Career Services could expose job-seekers to malicious content (exploitative opportunities, theft of personally identifiable information) without proper protection against spam and social engineering. AIR 2024 categorizes these as fraudulent schemes.
AI for Good, Human Centric AI, and Responsible AI Policies
The UN found a sustainable development goals (SDGs) partner with the International Telecommunications Union (ITU), establishing AI for Good in 2017. As a telecom & network engineer by training, I was thrilled to see this initiative, although its advocacy for pro-social and risk-aware decision making can run into challenging economic and political realities. This year’s AI for Good programme for July 8-11 will feature a call to action by Amazon’s CTO to solve urgent societal problems, a debate between Yann LeCun and Geoff Hinton, and discussions of what it means to benefit humanity, but amid dozens of sessions relating to computer vision, and robotics, only 2-3 will ultimately focus on LLMs (one on Truth/Power, and two relating to Agentic systems). This raises a real question about text applications' risk/benefit trade-offs.
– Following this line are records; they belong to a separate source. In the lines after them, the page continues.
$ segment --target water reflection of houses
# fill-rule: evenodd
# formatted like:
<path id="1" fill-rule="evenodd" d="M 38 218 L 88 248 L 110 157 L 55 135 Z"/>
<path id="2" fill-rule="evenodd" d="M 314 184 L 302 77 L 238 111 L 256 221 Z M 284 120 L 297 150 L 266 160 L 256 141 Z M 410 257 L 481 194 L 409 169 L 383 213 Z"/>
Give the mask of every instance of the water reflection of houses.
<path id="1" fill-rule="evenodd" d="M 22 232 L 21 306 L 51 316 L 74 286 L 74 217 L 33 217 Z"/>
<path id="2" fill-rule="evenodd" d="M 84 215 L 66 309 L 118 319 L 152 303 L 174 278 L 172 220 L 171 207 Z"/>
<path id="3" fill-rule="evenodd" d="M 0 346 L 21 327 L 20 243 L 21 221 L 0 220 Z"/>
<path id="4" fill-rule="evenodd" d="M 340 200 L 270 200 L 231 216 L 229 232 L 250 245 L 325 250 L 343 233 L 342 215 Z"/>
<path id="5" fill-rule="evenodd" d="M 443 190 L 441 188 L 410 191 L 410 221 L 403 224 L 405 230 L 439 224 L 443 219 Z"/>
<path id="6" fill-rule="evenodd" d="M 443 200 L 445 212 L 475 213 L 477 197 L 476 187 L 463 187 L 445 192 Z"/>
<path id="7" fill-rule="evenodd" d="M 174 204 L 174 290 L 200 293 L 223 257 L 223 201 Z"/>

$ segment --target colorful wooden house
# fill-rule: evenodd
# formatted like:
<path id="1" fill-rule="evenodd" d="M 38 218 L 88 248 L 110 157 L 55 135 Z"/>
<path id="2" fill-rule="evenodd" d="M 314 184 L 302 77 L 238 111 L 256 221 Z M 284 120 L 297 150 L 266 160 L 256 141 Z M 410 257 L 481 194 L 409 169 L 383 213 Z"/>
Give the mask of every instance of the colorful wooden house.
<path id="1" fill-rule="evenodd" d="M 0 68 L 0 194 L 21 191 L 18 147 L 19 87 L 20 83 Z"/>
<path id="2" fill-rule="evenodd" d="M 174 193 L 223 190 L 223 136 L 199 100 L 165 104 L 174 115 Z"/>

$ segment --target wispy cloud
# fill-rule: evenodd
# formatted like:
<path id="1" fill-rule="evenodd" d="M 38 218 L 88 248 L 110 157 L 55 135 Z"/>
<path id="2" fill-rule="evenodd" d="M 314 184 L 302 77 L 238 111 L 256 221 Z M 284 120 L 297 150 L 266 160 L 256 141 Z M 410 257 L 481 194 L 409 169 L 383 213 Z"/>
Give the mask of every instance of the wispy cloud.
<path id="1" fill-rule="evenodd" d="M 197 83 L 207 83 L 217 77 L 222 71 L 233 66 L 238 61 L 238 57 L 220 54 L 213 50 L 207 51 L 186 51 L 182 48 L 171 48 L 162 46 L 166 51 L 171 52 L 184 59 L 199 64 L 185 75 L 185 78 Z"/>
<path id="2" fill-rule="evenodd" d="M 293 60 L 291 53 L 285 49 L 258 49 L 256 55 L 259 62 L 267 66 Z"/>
There’s still so much work left to improve the behavior of foundation models (HAI responsible AI index 2025), and the call to action is clear for all AI system developers: Consider how proposals might pose negative ethical and societal risks, and come up with methods to lessen those risks. Stanford Human-Centered AI requires this Ethics and Society Review for all grant submissions, and its structure and strategies are enabling significant improvements to thwart negative impacts from tasnishing even the most positive projects’ societal benefits.
Conclusion
I was heartened to eventually reach my goal of finding 10 services that help humanity beyond tedium/efficiency challenges. The core value of most services out there is still productivity (faster googling or extracting a specific facet of a document for speed). There are more risks to mitigate than resources might allow. Still, my perspective on AI regained optimism after discovering great Generative Text AI applications by 10 organizations in the course of only 10 (already busy) days.
We will certainly see more innovative pro-social solutions and insights in 2025. However, the risks are already high and continue to grow.